= Cy Thomson =

Ransom J. "Cy" Thomson (1886 - 1955) is best known as the man who, between the years of 1911 and 1921, embezzled over $1,000,000 from Hormel Foods in Austin, Minnesota.

In his autobiography he wrote of his status in the community prior to the uncovering of the embezzlement.

"Once my story was written up in magazines as a story of success. It told of a farm boy who came to the city, and by industry and honesty had carved his way to a position of trust and integrity. It told of the leader in the community, the teacher in the Sunday school, of the man who was consulted in every business enterprise. It told of the man who was welcome guest of industrial executives of the state. Governors and high officials were glad to sit at my table."

Thomson was first employed at the Hormel Packing Plant as a scaler in the fresh meat department at $12 per week. In the spring of 1907 he asked Mr. George Hormel for a more responsible job. Hormel suggested that he get training in bookkeeping and accounting. He took a course at Mankato and was reemployed with Hormel. Two years later he was promoted to the position of cashier.

==First theft==

Early in 1911 Cy committed his first theft from the company. A Mrs. Mary Hollinghead from South Dakota mailed in $800 in currency for the purchase of shares of stock. The stock was issued immediately, but the money was placed in transit. It was still in transit 10 years later when the crash came.

==Investing==

Thomson began to invest in various ventures such as his poultry farm in Le Roy. "Affairs were moving rapidly for me during this period and I purchased the entire D.W. Young poultry stock and equipment from New York state, including a $10,000 rooster, winner of a long string of prizes at the Madison Square Garden." Cy then branched into the dairy business with a 160 acre farm between Lansing and Blooming Prairie.

==Demise==

Jay Hormel first realised that Cy Thompson was stealing from the company. On Saturday, July 9, 1921, Cy Thomson's embezzlement was uncovered. He recalls the event in his autobiography.

 "I knew before I started from my desk. The call came from Hormel's office following a mail controversy with a Boston bank. I knew instinctively before I saw Mr. Hormel's grave face and the accusing eyes of his directors. The exposure which I had been fighting for ten years was at hand."
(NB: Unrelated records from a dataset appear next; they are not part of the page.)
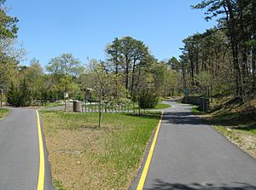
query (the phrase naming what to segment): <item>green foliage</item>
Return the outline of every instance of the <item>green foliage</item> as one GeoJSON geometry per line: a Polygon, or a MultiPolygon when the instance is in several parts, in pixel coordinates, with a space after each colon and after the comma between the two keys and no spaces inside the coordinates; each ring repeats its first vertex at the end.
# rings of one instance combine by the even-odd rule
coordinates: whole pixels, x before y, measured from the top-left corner
{"type": "Polygon", "coordinates": [[[158,103],[157,95],[151,90],[143,90],[138,95],[138,106],[140,108],[154,108],[158,103]]]}
{"type": "Polygon", "coordinates": [[[7,93],[7,101],[14,107],[24,107],[29,106],[32,101],[32,92],[28,89],[26,78],[23,79],[22,83],[15,87],[11,83],[10,88],[7,93]]]}
{"type": "Polygon", "coordinates": [[[15,37],[18,27],[16,26],[19,21],[16,17],[11,17],[7,14],[4,7],[5,0],[0,1],[0,37],[15,37]]]}
{"type": "Polygon", "coordinates": [[[78,101],[84,101],[84,97],[81,91],[79,91],[79,94],[77,95],[76,100],[78,100],[78,101]]]}

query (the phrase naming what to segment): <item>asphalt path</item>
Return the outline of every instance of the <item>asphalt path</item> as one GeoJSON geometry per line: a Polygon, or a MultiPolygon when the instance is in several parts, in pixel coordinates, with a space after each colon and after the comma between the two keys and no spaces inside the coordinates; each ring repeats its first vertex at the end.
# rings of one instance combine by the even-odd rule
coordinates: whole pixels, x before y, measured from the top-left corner
{"type": "Polygon", "coordinates": [[[256,189],[253,157],[192,115],[191,106],[166,103],[172,107],[165,110],[143,189],[256,189]]]}
{"type": "MultiPolygon", "coordinates": [[[[0,120],[0,189],[34,190],[38,187],[39,171],[36,110],[10,109],[10,112],[0,120]]],[[[44,189],[51,190],[54,187],[44,142],[44,189]]]]}

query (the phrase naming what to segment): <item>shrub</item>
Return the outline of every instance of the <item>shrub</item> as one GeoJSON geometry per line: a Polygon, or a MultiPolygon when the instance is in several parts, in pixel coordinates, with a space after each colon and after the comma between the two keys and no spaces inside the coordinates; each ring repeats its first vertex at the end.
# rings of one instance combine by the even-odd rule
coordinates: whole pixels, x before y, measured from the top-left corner
{"type": "Polygon", "coordinates": [[[10,88],[7,92],[7,101],[14,107],[29,106],[32,101],[32,92],[28,89],[26,79],[22,81],[20,85],[15,87],[11,83],[10,88]]]}
{"type": "Polygon", "coordinates": [[[158,103],[157,95],[150,90],[143,90],[138,95],[138,106],[140,108],[154,108],[158,103]]]}

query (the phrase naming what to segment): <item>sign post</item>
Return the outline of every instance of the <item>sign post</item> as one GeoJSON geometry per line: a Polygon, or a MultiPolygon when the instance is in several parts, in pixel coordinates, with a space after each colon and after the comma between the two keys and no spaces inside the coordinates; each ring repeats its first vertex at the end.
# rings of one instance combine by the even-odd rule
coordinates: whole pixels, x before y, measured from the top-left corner
{"type": "Polygon", "coordinates": [[[3,108],[3,89],[0,89],[0,101],[1,101],[1,106],[0,106],[0,110],[2,111],[3,108]]]}
{"type": "Polygon", "coordinates": [[[188,103],[188,95],[189,95],[189,89],[184,89],[184,95],[186,98],[186,104],[188,103]]]}
{"type": "Polygon", "coordinates": [[[64,111],[67,111],[67,98],[68,98],[68,93],[65,92],[64,93],[64,101],[65,101],[65,109],[64,111]]]}

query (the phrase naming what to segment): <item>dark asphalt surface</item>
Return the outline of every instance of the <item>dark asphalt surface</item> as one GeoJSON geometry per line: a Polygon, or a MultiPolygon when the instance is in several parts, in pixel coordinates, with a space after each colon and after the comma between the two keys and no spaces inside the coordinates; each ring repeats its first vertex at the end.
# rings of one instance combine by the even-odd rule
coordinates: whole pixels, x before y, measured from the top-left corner
{"type": "Polygon", "coordinates": [[[256,159],[191,115],[191,106],[166,103],[173,107],[165,110],[144,189],[256,189],[256,159]]]}
{"type": "MultiPolygon", "coordinates": [[[[41,126],[42,127],[42,126],[41,126]]],[[[44,189],[54,189],[44,146],[44,189]]],[[[0,189],[37,189],[39,150],[36,111],[11,108],[0,120],[0,189]]]]}

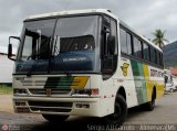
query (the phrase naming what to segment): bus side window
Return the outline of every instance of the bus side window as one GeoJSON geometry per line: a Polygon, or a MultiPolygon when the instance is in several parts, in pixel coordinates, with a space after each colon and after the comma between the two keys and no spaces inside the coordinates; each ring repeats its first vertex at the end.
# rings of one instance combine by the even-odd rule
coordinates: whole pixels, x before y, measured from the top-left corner
{"type": "Polygon", "coordinates": [[[121,29],[119,31],[119,41],[121,41],[121,52],[127,54],[126,31],[123,29],[121,29]]]}
{"type": "Polygon", "coordinates": [[[143,43],[143,54],[144,54],[144,59],[149,62],[150,57],[149,57],[149,47],[147,46],[146,43],[143,43]]]}
{"type": "Polygon", "coordinates": [[[134,55],[142,58],[142,42],[134,36],[134,55]]]}

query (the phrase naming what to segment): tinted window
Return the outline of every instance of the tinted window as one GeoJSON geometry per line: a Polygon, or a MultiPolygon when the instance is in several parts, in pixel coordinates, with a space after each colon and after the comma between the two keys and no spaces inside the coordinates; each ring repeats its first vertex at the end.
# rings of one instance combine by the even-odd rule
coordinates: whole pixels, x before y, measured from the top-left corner
{"type": "Polygon", "coordinates": [[[134,55],[142,57],[142,43],[137,37],[134,37],[134,55]]]}
{"type": "Polygon", "coordinates": [[[153,47],[150,47],[150,62],[156,63],[156,51],[153,47]]]}
{"type": "Polygon", "coordinates": [[[119,41],[121,41],[121,52],[127,54],[127,47],[126,47],[126,31],[121,29],[119,32],[119,41]]]}
{"type": "Polygon", "coordinates": [[[127,44],[127,54],[131,55],[132,54],[132,37],[131,34],[127,33],[126,34],[126,44],[127,44]]]}
{"type": "Polygon", "coordinates": [[[160,53],[157,52],[157,65],[160,65],[160,53]]]}
{"type": "Polygon", "coordinates": [[[150,61],[150,57],[149,57],[149,47],[146,43],[143,44],[143,54],[144,54],[144,59],[145,61],[150,61]]]}

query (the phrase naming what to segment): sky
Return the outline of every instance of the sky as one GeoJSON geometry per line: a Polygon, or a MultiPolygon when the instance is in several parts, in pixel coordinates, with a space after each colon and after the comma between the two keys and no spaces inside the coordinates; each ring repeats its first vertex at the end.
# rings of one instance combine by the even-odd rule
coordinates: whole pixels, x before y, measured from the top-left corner
{"type": "Polygon", "coordinates": [[[156,29],[166,31],[166,44],[177,41],[177,0],[0,0],[0,52],[9,36],[20,36],[23,20],[33,14],[77,9],[110,9],[132,29],[153,40],[156,29]]]}

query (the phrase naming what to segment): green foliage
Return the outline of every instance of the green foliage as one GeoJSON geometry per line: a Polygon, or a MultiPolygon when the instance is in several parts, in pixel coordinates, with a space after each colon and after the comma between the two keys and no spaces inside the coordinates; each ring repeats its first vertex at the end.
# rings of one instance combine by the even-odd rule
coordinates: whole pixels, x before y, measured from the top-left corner
{"type": "Polygon", "coordinates": [[[165,32],[166,31],[162,31],[160,29],[157,29],[153,34],[155,36],[155,39],[153,40],[153,42],[159,46],[160,48],[165,45],[165,42],[168,42],[168,40],[165,39],[165,32]]]}
{"type": "Polygon", "coordinates": [[[12,86],[9,84],[0,84],[0,95],[12,95],[12,86]]]}

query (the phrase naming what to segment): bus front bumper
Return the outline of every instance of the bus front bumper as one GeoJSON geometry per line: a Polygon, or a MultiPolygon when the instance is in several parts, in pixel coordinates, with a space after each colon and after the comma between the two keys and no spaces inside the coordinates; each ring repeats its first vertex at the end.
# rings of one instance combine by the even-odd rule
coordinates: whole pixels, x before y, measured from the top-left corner
{"type": "Polygon", "coordinates": [[[103,117],[101,98],[13,97],[15,112],[103,117]]]}

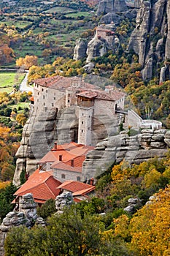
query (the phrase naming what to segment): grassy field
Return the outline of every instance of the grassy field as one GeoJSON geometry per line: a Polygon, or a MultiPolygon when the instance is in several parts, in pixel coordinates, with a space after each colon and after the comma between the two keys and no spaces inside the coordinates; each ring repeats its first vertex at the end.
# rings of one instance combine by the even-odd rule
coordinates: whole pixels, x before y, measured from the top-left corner
{"type": "Polygon", "coordinates": [[[7,26],[12,26],[15,25],[15,26],[20,28],[20,29],[25,29],[27,26],[31,25],[32,23],[25,20],[14,20],[13,19],[4,19],[2,21],[0,21],[1,24],[6,24],[7,26]]]}
{"type": "Polygon", "coordinates": [[[10,93],[13,86],[22,81],[25,75],[17,75],[16,72],[0,72],[0,92],[10,93]]]}
{"type": "Polygon", "coordinates": [[[52,13],[52,12],[73,12],[73,9],[67,8],[67,7],[56,7],[51,9],[47,10],[45,11],[45,12],[52,13]]]}
{"type": "Polygon", "coordinates": [[[66,17],[71,17],[71,18],[77,18],[81,16],[88,17],[88,16],[91,16],[91,15],[89,12],[83,12],[69,13],[66,15],[66,17]]]}

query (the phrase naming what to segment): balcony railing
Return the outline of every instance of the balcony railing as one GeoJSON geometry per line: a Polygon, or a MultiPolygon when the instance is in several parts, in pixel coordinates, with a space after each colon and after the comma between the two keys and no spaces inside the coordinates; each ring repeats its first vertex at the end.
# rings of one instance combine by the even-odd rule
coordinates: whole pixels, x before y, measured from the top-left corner
{"type": "Polygon", "coordinates": [[[91,101],[83,101],[77,102],[77,105],[82,108],[91,108],[93,107],[94,102],[91,101]]]}

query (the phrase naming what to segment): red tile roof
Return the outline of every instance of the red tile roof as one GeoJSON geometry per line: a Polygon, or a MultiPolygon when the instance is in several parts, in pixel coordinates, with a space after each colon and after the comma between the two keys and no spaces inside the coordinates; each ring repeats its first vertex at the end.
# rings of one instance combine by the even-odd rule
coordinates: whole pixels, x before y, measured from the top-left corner
{"type": "Polygon", "coordinates": [[[98,28],[96,29],[96,31],[105,31],[105,32],[111,32],[112,34],[115,34],[115,32],[112,31],[112,30],[106,29],[101,28],[101,27],[98,27],[98,28]]]}
{"type": "Polygon", "coordinates": [[[50,198],[55,199],[59,195],[57,187],[61,184],[53,176],[53,172],[41,172],[37,169],[14,194],[21,196],[32,193],[35,202],[45,202],[50,198]]]}
{"type": "Polygon", "coordinates": [[[39,163],[51,162],[51,168],[81,173],[85,155],[93,148],[93,146],[77,144],[75,142],[57,145],[56,149],[53,148],[40,159],[39,163]],[[61,155],[62,160],[59,161],[59,156],[61,155]]]}
{"type": "Polygon", "coordinates": [[[103,100],[115,101],[125,97],[125,94],[118,90],[112,90],[107,92],[102,90],[84,90],[77,94],[77,96],[84,97],[86,98],[99,99],[103,100]]]}
{"type": "Polygon", "coordinates": [[[60,75],[52,76],[46,78],[39,78],[34,80],[36,84],[39,84],[44,87],[50,87],[54,89],[63,90],[69,89],[70,90],[74,88],[85,89],[96,89],[93,84],[85,83],[80,78],[65,78],[60,75]]]}
{"type": "Polygon", "coordinates": [[[95,189],[95,186],[80,181],[66,181],[58,186],[58,189],[63,189],[72,192],[73,195],[84,195],[93,191],[95,189]]]}

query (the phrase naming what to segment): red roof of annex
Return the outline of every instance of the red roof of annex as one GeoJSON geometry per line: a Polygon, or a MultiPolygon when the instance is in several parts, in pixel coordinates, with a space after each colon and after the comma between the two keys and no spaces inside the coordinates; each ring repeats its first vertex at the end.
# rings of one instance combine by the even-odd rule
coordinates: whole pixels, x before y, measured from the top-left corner
{"type": "Polygon", "coordinates": [[[35,202],[45,203],[50,198],[55,199],[59,195],[60,189],[58,187],[61,184],[61,181],[53,177],[53,171],[41,172],[36,169],[14,195],[22,196],[32,193],[35,202]]]}

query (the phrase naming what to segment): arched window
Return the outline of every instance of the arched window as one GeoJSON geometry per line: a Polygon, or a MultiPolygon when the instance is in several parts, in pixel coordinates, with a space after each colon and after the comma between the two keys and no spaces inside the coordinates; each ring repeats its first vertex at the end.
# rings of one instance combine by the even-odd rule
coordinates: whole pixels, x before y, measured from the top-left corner
{"type": "Polygon", "coordinates": [[[65,174],[61,174],[61,178],[66,178],[65,174]]]}

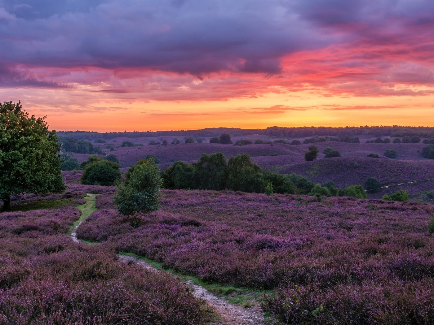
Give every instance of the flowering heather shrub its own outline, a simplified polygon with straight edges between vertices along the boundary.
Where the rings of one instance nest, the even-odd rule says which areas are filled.
[[[0,324],[201,324],[202,303],[178,279],[119,263],[65,234],[71,207],[0,214]]]
[[[115,211],[101,211],[79,237],[106,239],[207,281],[275,289],[264,307],[289,323],[433,323],[432,205],[162,192],[160,211],[135,228]]]

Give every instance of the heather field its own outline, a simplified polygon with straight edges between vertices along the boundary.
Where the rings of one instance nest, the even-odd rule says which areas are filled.
[[[274,293],[284,324],[434,323],[434,207],[418,202],[164,190],[130,219],[110,195],[78,237],[209,282]]]
[[[0,213],[0,324],[205,322],[203,303],[177,278],[73,243],[66,234],[80,214],[71,206]]]

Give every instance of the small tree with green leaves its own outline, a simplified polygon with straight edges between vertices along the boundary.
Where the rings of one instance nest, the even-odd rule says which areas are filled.
[[[374,177],[368,177],[365,182],[365,187],[368,193],[377,193],[381,187],[381,183]]]
[[[158,210],[162,181],[158,167],[151,161],[136,165],[125,183],[119,185],[114,201],[122,214],[134,215],[133,226],[137,224],[138,213]]]

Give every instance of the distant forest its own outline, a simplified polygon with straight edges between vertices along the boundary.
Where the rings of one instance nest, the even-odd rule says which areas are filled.
[[[240,129],[237,128],[216,127],[197,130],[178,131],[148,131],[139,132],[104,132],[100,133],[87,131],[59,131],[59,136],[71,137],[78,140],[109,139],[118,136],[128,138],[161,136],[177,135],[196,137],[198,136],[217,136],[222,133],[227,133],[234,136],[250,135],[266,135],[278,138],[302,138],[316,136],[334,136],[341,137],[344,136],[372,135],[375,137],[389,136],[402,137],[405,136],[418,136],[423,138],[434,136],[434,127],[270,127],[266,129]]]

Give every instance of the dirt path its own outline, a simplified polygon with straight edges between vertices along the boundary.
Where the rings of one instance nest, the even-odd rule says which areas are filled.
[[[85,198],[86,203],[77,207],[82,211],[82,215],[70,231],[71,237],[76,243],[81,242],[77,238],[77,229],[81,223],[96,210],[95,207],[96,195],[89,194],[87,195]],[[148,270],[155,272],[161,272],[149,263],[136,257],[118,254],[118,257],[119,260],[122,262],[128,263],[133,261]],[[266,324],[259,304],[245,308],[230,303],[226,300],[216,296],[203,287],[194,284],[191,280],[186,281],[185,283],[186,285],[193,288],[194,290],[193,295],[195,297],[205,301],[220,316],[222,322],[214,322],[210,325],[265,325]]]

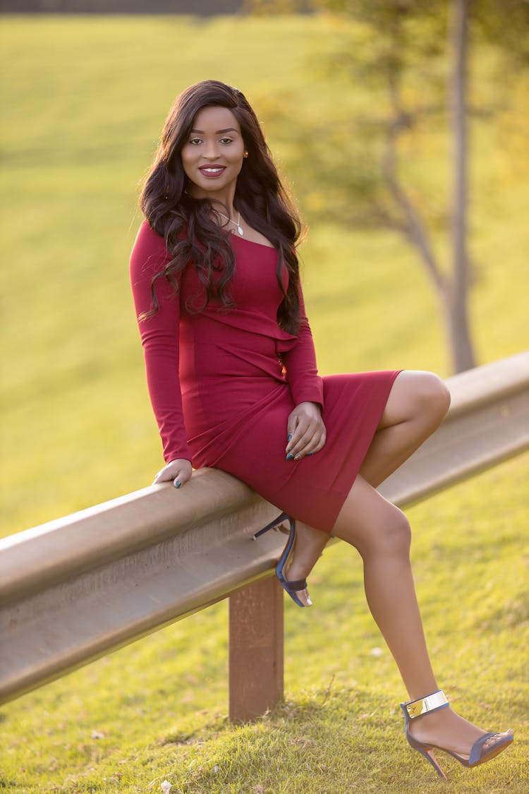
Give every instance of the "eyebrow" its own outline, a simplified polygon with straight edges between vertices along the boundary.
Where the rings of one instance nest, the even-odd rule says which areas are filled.
[[[235,127],[226,127],[225,129],[217,129],[215,134],[220,135],[221,133],[238,133],[238,132],[239,130],[236,129]],[[192,129],[191,132],[190,133],[190,135],[191,134],[191,133],[198,133],[199,135],[204,135],[203,129]]]

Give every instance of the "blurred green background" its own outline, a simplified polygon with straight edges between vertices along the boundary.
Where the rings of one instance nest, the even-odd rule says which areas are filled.
[[[416,252],[374,218],[377,121],[389,107],[376,75],[343,60],[344,48],[359,53],[362,26],[329,16],[12,17],[2,35],[4,534],[148,484],[162,463],[128,260],[139,180],[175,95],[199,79],[247,95],[309,226],[303,277],[322,373],[450,374]],[[406,102],[446,106],[447,71],[443,47],[414,50]],[[470,72],[480,109],[470,315],[484,363],[527,345],[529,91],[525,72],[489,44],[473,48]],[[400,141],[402,179],[443,268],[447,125],[436,110]],[[439,679],[471,719],[522,737],[528,462],[410,511]],[[287,700],[274,714],[227,723],[224,602],[3,707],[2,790],[159,791],[167,777],[186,794],[527,791],[523,738],[471,777],[453,764],[450,789],[412,759],[400,679],[346,551],[329,549],[311,576],[314,610],[286,604]]]
[[[174,97],[199,79],[247,94],[309,226],[302,267],[321,372],[450,374],[416,253],[370,221],[358,186],[376,169],[376,137],[358,120],[388,106],[383,85],[340,67],[361,28],[324,15],[44,16],[5,17],[2,29],[4,533],[143,487],[162,463],[128,259],[138,183]],[[410,102],[428,86],[444,102],[445,60],[410,64]],[[473,48],[472,102],[487,110],[470,122],[480,363],[519,350],[527,333],[529,91],[515,70],[506,91],[498,64],[493,48]],[[447,146],[442,112],[401,144],[403,178],[445,265]]]

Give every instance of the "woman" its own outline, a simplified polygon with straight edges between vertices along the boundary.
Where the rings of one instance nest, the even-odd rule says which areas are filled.
[[[239,91],[206,80],[177,99],[141,207],[131,279],[167,461],[155,483],[184,487],[192,464],[216,467],[292,517],[277,572],[301,607],[330,533],[354,545],[408,692],[408,742],[442,777],[433,747],[466,766],[489,761],[512,731],[485,734],[439,690],[409,526],[376,491],[442,422],[442,381],[418,372],[318,376],[299,283],[301,225]]]

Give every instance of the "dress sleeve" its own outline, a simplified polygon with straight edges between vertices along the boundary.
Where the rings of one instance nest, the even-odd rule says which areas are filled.
[[[305,314],[301,285],[299,286],[301,322],[294,346],[282,356],[286,368],[286,380],[296,405],[300,403],[319,403],[324,407],[324,384],[318,375],[314,341]]]
[[[176,458],[191,461],[178,376],[180,299],[178,292],[167,279],[158,279],[155,283],[158,311],[147,319],[142,320],[140,317],[152,308],[152,279],[171,258],[163,239],[144,221],[131,253],[130,278],[144,348],[149,396],[162,437],[166,463]]]

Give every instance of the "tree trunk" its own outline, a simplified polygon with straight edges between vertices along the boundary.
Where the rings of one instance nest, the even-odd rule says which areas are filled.
[[[461,372],[476,365],[468,322],[469,258],[467,252],[467,121],[466,55],[471,0],[452,0],[451,118],[454,146],[452,199],[452,288],[449,297],[448,333],[453,369]]]

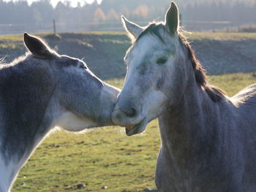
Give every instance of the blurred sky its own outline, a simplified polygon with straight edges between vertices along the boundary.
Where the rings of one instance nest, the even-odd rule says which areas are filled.
[[[4,0],[4,1],[24,1],[24,0]],[[33,1],[37,1],[39,0],[27,0],[29,4],[31,4]],[[67,0],[50,0],[50,1],[52,3],[53,7],[55,7],[59,1],[65,1]],[[97,0],[98,3],[101,3],[102,0]],[[76,7],[78,4],[78,2],[80,2],[81,5],[83,6],[85,2],[91,4],[91,2],[94,1],[94,0],[69,0],[69,1],[71,2],[71,6],[72,7]]]

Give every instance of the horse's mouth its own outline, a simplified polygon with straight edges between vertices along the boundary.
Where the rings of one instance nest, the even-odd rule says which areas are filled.
[[[147,121],[143,119],[140,123],[135,126],[125,126],[125,133],[127,136],[132,136],[135,134],[138,134],[144,131],[146,126],[147,125]]]

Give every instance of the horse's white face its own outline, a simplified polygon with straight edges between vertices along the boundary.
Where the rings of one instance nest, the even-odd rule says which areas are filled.
[[[180,80],[177,73],[182,66],[175,64],[181,54],[178,53],[181,47],[176,5],[170,7],[167,17],[170,14],[171,20],[167,18],[166,23],[176,23],[175,27],[171,26],[175,31],[162,23],[152,24],[143,30],[124,18],[127,30],[137,39],[124,58],[127,65],[126,81],[112,120],[126,126],[127,135],[143,131],[147,123],[159,117],[170,104],[170,98],[173,98],[171,102],[177,101],[172,91]],[[175,18],[177,20],[173,20]]]

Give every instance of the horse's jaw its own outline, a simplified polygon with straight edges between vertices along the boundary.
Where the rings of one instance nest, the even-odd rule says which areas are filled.
[[[125,127],[125,133],[127,136],[132,136],[135,134],[139,134],[143,132],[148,124],[148,121],[146,118],[144,118],[140,123],[135,126],[129,126]]]

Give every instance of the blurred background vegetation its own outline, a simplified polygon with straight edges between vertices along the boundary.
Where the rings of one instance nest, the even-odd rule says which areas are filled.
[[[123,58],[131,42],[120,15],[143,26],[163,20],[171,1],[31,1],[0,0],[0,60],[11,62],[25,53],[27,31],[60,54],[83,58],[99,77],[121,88]],[[256,1],[176,2],[181,25],[193,31],[186,36],[211,83],[230,96],[255,83]],[[57,131],[37,149],[12,191],[154,192],[160,145],[157,120],[132,137],[118,127],[78,135]]]

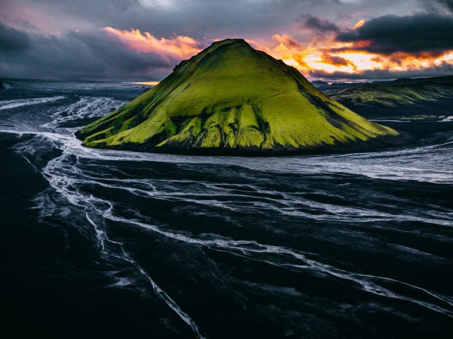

"My first remark when I entered the room was, 'Gentlemen it's all over, the jig is up.' An hour later I went to the company's general journal with one of the Hormel officials and made the last entry I was ever to make on the Hormel books. It was an entry charging R.J. Thomson with $1,187,000 and crediting the various banks where the shortages existed."

Thomson was jailed on Monday, July 18.

==Legacy==

Cy Thomson was one of the most public spirited citizens in Austin during the years immediately preceding 1921. He provided cigars to the young men leaving for wartime service. If a local civic event needed something extra to make it a success it was Cy Thomson who would find and provide it. His money for benevolences seemed inexhaustible.

After the scandal, the Austin Daily Herald wrote

"Cy Thomson has been the mystery man of Austin. Everyone has asked where Cy got his money. There is great regret and sorrow at his downfall, for he had endeared himself to the whole community by his public spirit and generosity."

A few days later the mood had changed. The Herald said,

"Cy Thomson knew that a crash of the Hormel Company would be disastrous to Austin. No greater crime in the commercial world was ever committed than that of the man whom we have honored and applauded."

==Later life==

Cy Thomson's wife died during his 91/2 years of imprisonment. The governor refused to give him a leave to attend the funeral. When he was released he worked on a farm in the Minneapolis area.